Ter zitting is echter aan de orde gekomen dat de winkel van Matrix Connection als gevolg van het onderhavige geschil en het geschil tussen de vennoten van Matrix Connection sinds 2 januari 2016 niet meer is geopend. De verhouding tussen [persoon1] en [persoon2] is zodanig verstoord dat heropening op korte termijn ook niet aan de orde is. Daarnaast is kennelijk een gegeven dat enkel [gedaagde2] en [gedaagde3] in staat waren de reparatiewerkzaamheden ter zake van telefoons uit te voeren. In deze situatie ziet de voorzieningenrechter in de belangenafweging aanleiding het gevorderde verbod niet toe te wijzen, nu toewijzing mogelijk tot gevolg zal hebben dat geen van beide winkels nog actief zal (kunnen) zijn. Het geschil zal zich naar mag worden aangenomen moeten oplossen door een verantwoorde financiële genoegdoening.

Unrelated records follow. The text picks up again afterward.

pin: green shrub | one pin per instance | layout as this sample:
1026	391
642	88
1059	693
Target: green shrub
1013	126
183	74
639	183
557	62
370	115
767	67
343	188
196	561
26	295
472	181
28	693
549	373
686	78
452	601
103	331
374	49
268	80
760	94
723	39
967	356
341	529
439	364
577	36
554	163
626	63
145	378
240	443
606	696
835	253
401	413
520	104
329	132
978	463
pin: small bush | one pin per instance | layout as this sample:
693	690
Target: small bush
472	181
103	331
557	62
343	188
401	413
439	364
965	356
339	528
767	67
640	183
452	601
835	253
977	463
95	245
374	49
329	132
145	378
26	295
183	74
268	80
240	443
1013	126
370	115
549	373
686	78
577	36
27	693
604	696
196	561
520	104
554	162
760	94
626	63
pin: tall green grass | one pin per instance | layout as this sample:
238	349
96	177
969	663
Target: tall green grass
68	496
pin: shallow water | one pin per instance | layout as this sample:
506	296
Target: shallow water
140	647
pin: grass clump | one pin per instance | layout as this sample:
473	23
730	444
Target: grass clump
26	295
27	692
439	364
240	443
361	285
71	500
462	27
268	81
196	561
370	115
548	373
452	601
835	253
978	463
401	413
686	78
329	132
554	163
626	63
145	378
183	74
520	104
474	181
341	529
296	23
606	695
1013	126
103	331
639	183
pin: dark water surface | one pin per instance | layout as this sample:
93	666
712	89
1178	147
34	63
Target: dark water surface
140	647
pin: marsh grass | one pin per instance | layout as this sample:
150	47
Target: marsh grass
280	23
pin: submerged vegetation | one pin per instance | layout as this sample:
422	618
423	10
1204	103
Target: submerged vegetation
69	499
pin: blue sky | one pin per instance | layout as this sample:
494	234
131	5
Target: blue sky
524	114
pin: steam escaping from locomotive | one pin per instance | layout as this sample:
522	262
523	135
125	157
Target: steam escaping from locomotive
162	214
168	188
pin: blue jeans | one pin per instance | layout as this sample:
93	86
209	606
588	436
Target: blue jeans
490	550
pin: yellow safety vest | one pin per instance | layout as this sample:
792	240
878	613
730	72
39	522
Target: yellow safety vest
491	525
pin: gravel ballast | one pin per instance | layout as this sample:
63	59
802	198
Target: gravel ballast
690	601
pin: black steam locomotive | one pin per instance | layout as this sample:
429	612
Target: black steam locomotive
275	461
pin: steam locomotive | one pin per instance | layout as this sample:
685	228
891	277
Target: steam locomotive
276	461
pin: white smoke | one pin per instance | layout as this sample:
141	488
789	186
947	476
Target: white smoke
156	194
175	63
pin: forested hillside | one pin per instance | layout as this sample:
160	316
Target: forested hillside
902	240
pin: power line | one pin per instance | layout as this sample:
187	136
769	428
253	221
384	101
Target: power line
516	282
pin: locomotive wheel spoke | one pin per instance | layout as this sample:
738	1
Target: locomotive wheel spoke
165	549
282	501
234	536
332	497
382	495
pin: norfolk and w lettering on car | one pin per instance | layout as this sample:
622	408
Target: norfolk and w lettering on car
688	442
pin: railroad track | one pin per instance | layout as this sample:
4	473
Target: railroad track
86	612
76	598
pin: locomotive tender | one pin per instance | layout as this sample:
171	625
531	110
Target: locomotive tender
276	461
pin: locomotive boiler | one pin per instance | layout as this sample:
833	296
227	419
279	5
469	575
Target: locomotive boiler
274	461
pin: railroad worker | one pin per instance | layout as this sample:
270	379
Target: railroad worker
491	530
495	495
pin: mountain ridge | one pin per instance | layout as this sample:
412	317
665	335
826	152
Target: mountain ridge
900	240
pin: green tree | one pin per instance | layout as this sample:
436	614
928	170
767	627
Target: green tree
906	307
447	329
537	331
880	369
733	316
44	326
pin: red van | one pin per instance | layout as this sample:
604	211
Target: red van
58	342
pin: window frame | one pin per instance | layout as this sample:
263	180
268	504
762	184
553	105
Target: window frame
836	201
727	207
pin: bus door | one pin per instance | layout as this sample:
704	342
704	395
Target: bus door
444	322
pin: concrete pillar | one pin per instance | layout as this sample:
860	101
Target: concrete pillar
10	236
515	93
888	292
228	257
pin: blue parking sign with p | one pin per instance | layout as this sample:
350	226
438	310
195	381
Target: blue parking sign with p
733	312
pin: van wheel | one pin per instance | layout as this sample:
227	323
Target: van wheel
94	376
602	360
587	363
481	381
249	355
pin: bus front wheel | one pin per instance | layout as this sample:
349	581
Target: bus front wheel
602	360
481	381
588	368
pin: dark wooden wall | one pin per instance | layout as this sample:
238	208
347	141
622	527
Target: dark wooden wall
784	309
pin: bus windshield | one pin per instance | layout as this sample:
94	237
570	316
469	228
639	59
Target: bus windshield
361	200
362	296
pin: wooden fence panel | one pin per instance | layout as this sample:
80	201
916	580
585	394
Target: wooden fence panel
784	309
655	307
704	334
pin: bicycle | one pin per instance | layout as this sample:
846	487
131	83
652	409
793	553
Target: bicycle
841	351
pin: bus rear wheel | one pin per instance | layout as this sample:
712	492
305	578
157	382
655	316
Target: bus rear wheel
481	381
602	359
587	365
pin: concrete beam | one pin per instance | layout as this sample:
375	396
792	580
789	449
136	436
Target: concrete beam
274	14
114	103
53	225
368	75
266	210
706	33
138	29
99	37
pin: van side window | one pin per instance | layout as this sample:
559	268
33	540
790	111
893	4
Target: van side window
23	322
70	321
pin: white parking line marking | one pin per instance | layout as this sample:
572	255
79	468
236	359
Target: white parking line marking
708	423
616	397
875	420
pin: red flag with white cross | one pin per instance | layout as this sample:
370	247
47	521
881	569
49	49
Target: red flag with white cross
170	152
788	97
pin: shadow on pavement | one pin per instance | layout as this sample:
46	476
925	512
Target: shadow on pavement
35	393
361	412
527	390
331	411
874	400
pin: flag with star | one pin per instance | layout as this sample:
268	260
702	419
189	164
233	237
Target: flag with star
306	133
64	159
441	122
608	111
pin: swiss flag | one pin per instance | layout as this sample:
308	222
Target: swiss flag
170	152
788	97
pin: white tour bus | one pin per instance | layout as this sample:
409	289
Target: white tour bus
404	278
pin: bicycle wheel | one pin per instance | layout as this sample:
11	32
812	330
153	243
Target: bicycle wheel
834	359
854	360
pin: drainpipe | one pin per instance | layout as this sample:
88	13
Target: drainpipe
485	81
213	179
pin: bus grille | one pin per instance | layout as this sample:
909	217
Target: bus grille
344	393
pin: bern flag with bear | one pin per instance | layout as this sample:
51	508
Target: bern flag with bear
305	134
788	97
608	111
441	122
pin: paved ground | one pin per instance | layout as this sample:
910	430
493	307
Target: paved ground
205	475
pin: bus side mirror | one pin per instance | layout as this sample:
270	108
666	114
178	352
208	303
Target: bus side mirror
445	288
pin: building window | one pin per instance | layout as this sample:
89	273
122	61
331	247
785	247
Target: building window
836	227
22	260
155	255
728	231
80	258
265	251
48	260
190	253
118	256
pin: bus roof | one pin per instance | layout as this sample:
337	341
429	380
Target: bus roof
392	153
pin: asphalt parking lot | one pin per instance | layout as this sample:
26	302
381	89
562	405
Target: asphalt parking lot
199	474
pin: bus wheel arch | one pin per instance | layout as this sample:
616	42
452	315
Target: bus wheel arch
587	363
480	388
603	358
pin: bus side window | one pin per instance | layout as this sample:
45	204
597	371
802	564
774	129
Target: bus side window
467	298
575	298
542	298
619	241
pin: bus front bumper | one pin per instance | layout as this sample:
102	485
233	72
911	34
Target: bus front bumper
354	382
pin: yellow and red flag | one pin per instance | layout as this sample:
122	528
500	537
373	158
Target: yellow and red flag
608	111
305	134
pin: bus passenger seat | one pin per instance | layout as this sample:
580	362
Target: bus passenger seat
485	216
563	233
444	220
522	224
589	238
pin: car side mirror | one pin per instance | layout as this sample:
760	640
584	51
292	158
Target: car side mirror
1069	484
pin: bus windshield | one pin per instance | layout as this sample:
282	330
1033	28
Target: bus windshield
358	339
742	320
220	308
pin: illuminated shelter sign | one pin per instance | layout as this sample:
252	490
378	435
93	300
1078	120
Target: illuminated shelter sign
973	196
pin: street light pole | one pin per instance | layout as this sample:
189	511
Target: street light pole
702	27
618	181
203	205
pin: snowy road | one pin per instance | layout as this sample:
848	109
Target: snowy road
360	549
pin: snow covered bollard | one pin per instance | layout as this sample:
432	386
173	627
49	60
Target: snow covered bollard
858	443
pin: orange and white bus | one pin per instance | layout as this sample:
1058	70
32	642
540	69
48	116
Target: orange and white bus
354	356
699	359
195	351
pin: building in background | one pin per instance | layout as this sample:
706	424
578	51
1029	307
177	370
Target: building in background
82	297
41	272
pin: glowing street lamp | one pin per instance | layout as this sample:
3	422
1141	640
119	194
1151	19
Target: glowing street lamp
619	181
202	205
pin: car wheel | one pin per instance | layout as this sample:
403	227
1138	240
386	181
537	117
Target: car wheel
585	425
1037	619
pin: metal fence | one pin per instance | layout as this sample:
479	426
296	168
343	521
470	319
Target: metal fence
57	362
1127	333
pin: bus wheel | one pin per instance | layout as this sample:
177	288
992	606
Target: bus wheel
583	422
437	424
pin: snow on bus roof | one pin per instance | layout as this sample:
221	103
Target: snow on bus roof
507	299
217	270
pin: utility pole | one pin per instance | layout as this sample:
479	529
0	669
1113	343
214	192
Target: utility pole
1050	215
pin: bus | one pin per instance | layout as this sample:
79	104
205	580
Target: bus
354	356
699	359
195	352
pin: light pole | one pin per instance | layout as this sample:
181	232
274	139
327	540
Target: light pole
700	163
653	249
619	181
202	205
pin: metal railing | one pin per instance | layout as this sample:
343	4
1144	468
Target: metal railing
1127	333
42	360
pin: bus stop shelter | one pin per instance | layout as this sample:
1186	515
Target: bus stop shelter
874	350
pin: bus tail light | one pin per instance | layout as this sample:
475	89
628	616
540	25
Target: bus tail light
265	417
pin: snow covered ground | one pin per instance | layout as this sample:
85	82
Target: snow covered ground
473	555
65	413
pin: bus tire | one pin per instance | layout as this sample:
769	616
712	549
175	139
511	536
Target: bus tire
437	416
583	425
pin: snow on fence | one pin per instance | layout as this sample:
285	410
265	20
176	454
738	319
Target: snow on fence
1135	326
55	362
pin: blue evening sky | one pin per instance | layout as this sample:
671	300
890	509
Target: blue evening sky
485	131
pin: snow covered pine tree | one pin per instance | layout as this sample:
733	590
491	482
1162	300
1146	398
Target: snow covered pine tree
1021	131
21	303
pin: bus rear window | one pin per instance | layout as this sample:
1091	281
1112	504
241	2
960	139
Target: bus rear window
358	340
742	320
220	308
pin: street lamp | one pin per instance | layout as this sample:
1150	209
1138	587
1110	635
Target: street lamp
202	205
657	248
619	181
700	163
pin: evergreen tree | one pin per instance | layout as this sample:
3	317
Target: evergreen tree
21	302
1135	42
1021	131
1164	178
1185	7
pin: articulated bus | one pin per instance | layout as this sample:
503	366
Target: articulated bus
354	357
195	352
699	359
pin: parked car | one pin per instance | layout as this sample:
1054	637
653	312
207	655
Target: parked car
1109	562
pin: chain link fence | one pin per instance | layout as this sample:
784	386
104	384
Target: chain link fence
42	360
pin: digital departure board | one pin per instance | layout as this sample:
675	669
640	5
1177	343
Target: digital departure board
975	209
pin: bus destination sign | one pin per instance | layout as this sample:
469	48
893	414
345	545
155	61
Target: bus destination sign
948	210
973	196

Dat is evenwel niet gevorderd en ook niet toewijsbaar in kort geding.
4.17.
Gelet op de aard van het geschil, de familierelatie en het feit dat het handelen van Matrix Reconnected c.s. onrechtmatig wordt geacht, zullen de proceskosten worden gecompenseerd op de wijze als in het dictum bepaald.

5.De beslissing

De voorzieningenrechter
5.1.
wijst het gevorderde af,
5.2.
compenseert de kosten van deze procedure tussen partijen, in die zin dat iedere partij de eigen kosten draagt.
Dit vonnis is gewezen door mr. A.F.L. Geerdes en in het openbaar uitgesproken op 25 januari 2016.